Acquisition and Colonization P. jirovecii exposure is believed to occur early in life, and infants perinatally infected with HIV often present early with disease. Serology data for healthy children also indicate early exposure, with anti-Pneumocystis antibodies developing in 85 % of infants by 20 months of age [12]. In a Spanish study 52 %, 66 %, and 80 % of children at 6, 10, and 13 years of age, respectively, were found to be seropositive, indicating that exposure also continues over time [13]. Recent data indicate that new exposure has an important function in disease acquisition and is perhaps the mechanism behind most cases of PJP. For instance, nosocomial clusters of PJP are caused by organisms of similar genotype [14, 15]. Different genotypes are most often responsible for recurrent episodes of PJP in the same individual [15]. Infecting Pneumocystis genotypes tend to cluster on the basis of the region in which a patient is currently living rather than their place of birth [16]. All these observations support recent acquisition, as opposed to reactivation from latency, as the route of disease in a significant number of patients. No environmental reservoir has been identified for P. jirovecii, but in animal models of infection asymptomatic immunocompetent carriers of the organism are able to transmit the fungus to immunocompromised animals that then develop disease [17]. Use of polymerase chain reaction (PCR) for the detection of P. jirovecii DNA in respiratory samples has provided a tool to assess colonization by the organism and to potentially aid in clinical diagnosis. Studies using PCR on respiratory specimens have suggested that healthcare workers may carry
Curr Rheumatol Rep (2014) 16:445
P. jirovecii after exposure to HIV-infected patients with P. jirovecii pneumonia (PJP) [18]. A serology study of healthcare workers also revealed correlation between levels of antibodies to some major surface glycoproteins of P. jirovecii and repeated exposure to patients with PJP [19]. A study using multi-locus sequence typing of DNA sequences from clinical isolates of P. jirovecii from a case cluster revealed genetically similar strains, suggesting nosocomial person-to-person transmission [20]. This study, however, did not investigate the presence of P. jirovecii DNA in healthcare workers as a possible vector of transmission. Given evidence of a colonization state, there has been further investigation into the prevalence of colonization in different populations. In a Spanish study of asymptomatic patients with RA, psoriatic arthritis, and ankylosing spondylitis, 26 % of patients were found to have P. jirovecii DNA present in their oral wash, with corticosteroid use, methotrexate use, and infliximab use of >3 years all associated with higher risk of colonization [21•]. Similar findings were reported in a German study [22]. A Japanese study evaluated the natural history of PJP-DNA positivity in RA by use of PCR [23]. Nine of 82 asymptomatic patients had induced sputum that was PCR positive for P. jirovecii at enrollment. Six patients were given antimicrobial treatment while asymptomatic, with resolution of their PCR positivity. The remaining three were reported to have developed PJP. Their reported clinical symptoms were very mild: minimal hypoxemia, interstitial infiltrates on HRCT, and elevated serum β-D-glucan. All were treated as outpatients, with resolution of their symptoms. Given the small numbers in the trial and the number of asymptomatic individuals that were treated, the trial did not address the natural history of P. jirovecii PCR positivity in the RA population. It is uncertain from the data presented whether any of those with asymptomatic colonization, or even some of those classified as having mild disease, may have cleared their PCR positivity and recovered without disease progression.

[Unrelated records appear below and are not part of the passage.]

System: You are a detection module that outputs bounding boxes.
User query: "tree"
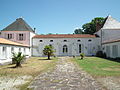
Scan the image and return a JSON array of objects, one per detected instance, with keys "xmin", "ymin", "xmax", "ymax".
[
  {"xmin": 82, "ymin": 17, "xmax": 105, "ymax": 34},
  {"xmin": 74, "ymin": 17, "xmax": 105, "ymax": 34},
  {"xmin": 74, "ymin": 28, "xmax": 84, "ymax": 34},
  {"xmin": 13, "ymin": 52, "xmax": 25, "ymax": 68},
  {"xmin": 43, "ymin": 45, "xmax": 55, "ymax": 60}
]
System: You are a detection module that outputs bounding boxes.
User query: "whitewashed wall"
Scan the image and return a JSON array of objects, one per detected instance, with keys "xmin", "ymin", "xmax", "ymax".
[
  {"xmin": 96, "ymin": 29, "xmax": 120, "ymax": 42},
  {"xmin": 103, "ymin": 42, "xmax": 120, "ymax": 58},
  {"xmin": 1, "ymin": 31, "xmax": 35, "ymax": 46},
  {"xmin": 32, "ymin": 38, "xmax": 100, "ymax": 56},
  {"xmin": 0, "ymin": 44, "xmax": 31, "ymax": 65}
]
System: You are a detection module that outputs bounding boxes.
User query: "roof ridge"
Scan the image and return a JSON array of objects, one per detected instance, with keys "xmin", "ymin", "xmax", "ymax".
[
  {"xmin": 102, "ymin": 15, "xmax": 120, "ymax": 29},
  {"xmin": 2, "ymin": 18, "xmax": 34, "ymax": 32}
]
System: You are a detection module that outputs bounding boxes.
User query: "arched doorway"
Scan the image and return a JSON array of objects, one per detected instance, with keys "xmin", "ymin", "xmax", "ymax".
[{"xmin": 63, "ymin": 45, "xmax": 68, "ymax": 55}]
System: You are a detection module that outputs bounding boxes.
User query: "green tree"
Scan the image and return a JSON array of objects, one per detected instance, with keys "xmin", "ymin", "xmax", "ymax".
[
  {"xmin": 13, "ymin": 52, "xmax": 25, "ymax": 68},
  {"xmin": 82, "ymin": 17, "xmax": 105, "ymax": 34},
  {"xmin": 74, "ymin": 17, "xmax": 105, "ymax": 34},
  {"xmin": 43, "ymin": 45, "xmax": 55, "ymax": 60},
  {"xmin": 74, "ymin": 28, "xmax": 84, "ymax": 34}
]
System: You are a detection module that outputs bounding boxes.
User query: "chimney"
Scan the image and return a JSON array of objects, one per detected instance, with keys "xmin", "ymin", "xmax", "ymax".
[
  {"xmin": 96, "ymin": 23, "xmax": 102, "ymax": 32},
  {"xmin": 33, "ymin": 28, "xmax": 36, "ymax": 33}
]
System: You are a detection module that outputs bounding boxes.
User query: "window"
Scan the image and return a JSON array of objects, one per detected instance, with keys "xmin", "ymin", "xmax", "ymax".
[
  {"xmin": 7, "ymin": 34, "xmax": 12, "ymax": 39},
  {"xmin": 64, "ymin": 40, "xmax": 67, "ymax": 42},
  {"xmin": 106, "ymin": 46, "xmax": 111, "ymax": 57},
  {"xmin": 24, "ymin": 48, "xmax": 26, "ymax": 54},
  {"xmin": 18, "ymin": 34, "xmax": 24, "ymax": 41},
  {"xmin": 11, "ymin": 47, "xmax": 14, "ymax": 53},
  {"xmin": 88, "ymin": 39, "xmax": 92, "ymax": 42},
  {"xmin": 79, "ymin": 44, "xmax": 81, "ymax": 53},
  {"xmin": 19, "ymin": 48, "xmax": 21, "ymax": 52},
  {"xmin": 50, "ymin": 40, "xmax": 53, "ymax": 42},
  {"xmin": 40, "ymin": 40, "xmax": 43, "ymax": 42},
  {"xmin": 112, "ymin": 45, "xmax": 118, "ymax": 57},
  {"xmin": 63, "ymin": 45, "xmax": 68, "ymax": 53},
  {"xmin": 2, "ymin": 47, "xmax": 6, "ymax": 52}
]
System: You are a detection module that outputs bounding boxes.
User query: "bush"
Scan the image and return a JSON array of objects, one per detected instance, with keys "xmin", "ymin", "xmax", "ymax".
[
  {"xmin": 80, "ymin": 53, "xmax": 85, "ymax": 59},
  {"xmin": 96, "ymin": 51, "xmax": 106, "ymax": 58}
]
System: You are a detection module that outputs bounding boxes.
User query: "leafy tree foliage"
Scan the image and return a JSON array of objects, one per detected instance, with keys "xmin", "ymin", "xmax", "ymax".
[
  {"xmin": 74, "ymin": 17, "xmax": 105, "ymax": 34},
  {"xmin": 74, "ymin": 28, "xmax": 84, "ymax": 34},
  {"xmin": 13, "ymin": 52, "xmax": 25, "ymax": 68},
  {"xmin": 43, "ymin": 45, "xmax": 55, "ymax": 60}
]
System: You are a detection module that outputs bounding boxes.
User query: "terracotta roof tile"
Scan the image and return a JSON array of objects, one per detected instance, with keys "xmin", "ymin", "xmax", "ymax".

Clinical Presentation and Diagnosis In HIV-infected patients PJP typically presents with cough, fever, and dyspnea, with symptoms present for >4 weeks on average. Presentation is different in non-HIV-infected immunocompromised patients, who tend to have a shorter duration of symptoms and lower arterial-oxygen pressures [24]. Consistent with these prior observations, a Japanese study comparing presentation of PJP between patients with HIV and those with RA found that HIV-infected patients had symptoms for 37.8 days on average before diagnosis, in contrast with 7.6 days for patients with RA [25]. These RA patients with PJP also had higher CRP and lower β-D-glucan levels than those with HIV [26].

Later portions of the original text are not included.